Continue.dev + LM Studio 2026: setup guide, the context-window dial you must set before loading, and which GGUF models pass the FIM test
TL;DR: Continue.dev v1.3.38 + LM Studio 0.4.15 gives you local AI coding in both VS Code and JetBrains — with a GUI model browser, automatic CUDA detection, and optional remote GPU access via LM Link. One trap stops most setups before they produce good output: LM Studio’s context window defaults to 4,096 tokens and you must increase it in the model settings before loading, not after. Miss that step and Continue.dev silently feeds the model 20% of the context it requested.
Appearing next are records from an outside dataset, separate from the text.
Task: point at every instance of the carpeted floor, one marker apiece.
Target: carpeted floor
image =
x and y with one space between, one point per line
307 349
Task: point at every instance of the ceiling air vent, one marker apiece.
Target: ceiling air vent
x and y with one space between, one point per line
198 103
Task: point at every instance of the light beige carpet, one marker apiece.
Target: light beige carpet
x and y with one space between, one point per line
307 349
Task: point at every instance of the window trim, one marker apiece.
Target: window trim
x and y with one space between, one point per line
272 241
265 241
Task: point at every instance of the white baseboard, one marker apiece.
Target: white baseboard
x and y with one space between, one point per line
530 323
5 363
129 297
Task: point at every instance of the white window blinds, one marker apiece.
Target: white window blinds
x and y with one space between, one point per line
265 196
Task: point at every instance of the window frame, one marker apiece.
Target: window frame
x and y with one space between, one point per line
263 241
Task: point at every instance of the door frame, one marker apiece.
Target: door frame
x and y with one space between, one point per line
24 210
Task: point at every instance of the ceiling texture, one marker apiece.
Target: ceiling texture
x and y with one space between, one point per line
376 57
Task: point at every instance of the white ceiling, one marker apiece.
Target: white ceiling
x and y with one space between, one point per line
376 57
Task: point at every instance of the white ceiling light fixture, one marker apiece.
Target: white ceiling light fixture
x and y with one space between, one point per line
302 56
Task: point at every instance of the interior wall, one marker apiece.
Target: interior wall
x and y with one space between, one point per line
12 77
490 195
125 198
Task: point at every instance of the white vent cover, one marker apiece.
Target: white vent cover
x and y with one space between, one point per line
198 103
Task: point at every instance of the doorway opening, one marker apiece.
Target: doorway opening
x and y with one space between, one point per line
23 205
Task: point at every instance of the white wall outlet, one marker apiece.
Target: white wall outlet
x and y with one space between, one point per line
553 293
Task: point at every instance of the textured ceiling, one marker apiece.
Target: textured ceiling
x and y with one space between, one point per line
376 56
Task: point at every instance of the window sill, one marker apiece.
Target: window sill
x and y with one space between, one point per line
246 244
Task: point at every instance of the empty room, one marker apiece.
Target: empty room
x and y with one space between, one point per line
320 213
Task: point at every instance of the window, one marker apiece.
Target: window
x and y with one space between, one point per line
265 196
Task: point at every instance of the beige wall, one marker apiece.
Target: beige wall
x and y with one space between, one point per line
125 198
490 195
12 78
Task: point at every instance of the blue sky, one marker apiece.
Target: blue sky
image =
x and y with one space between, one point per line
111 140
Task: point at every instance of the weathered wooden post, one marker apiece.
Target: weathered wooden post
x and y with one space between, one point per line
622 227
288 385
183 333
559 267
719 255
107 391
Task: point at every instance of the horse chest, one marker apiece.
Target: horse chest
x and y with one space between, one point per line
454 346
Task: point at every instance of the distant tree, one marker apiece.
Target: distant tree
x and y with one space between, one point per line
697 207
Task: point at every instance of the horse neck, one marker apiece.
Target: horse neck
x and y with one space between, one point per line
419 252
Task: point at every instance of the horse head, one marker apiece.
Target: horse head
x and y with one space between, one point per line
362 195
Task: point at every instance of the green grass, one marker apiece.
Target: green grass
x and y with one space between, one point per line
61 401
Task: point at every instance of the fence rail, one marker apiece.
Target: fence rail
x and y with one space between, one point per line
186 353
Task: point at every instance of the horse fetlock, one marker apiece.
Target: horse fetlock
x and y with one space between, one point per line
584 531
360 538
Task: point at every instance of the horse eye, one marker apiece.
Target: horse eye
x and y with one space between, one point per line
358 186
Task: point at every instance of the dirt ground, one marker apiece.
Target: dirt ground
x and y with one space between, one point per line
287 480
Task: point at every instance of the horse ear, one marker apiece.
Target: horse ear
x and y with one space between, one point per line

What you’ll be able to do after this guide:
- Serve any GGUF coding model from LM Studio at
http://localhost:1234/v1 - Configure Continue.dev with separate model roles — a lightweight 1.5B for tab autocomplete, a 14B or 32B for chat and edits — using a single
config.yaml - Get fill-in-the-middle (FIM) tab completions working in VS Code and JetBrains
| Continue.dev + LM Studio | Continue.dev + Ollama | Cursor Pro | |
|---|---|---|---|
| Best for | Windows + GUI model browser + LM Link | macOS / Linux, CLI-first | Best-in-class VS Code agent |
| Price / Cost | $0, no API bill | $0, no API bill | $20/mo, usage-capped |
| The catch | LM Studio is a multi-hundred-MB GUI app; no headless install | No GUI, needs CUDA path setup on Windows | No local model option at all |
Honest take: On Windows, LM Studio is the lower-friction path to local Continue.dev — CUDA auto-detection and a visual model browser beat Ollama’s CLI for developers who don’t want to wrangle environment variables. On macOS or Linux, the Continue.dev + Ollama guide is simpler. Choose LM Studio if you’re Windows-primary or want the LM Link remote-GPU feature.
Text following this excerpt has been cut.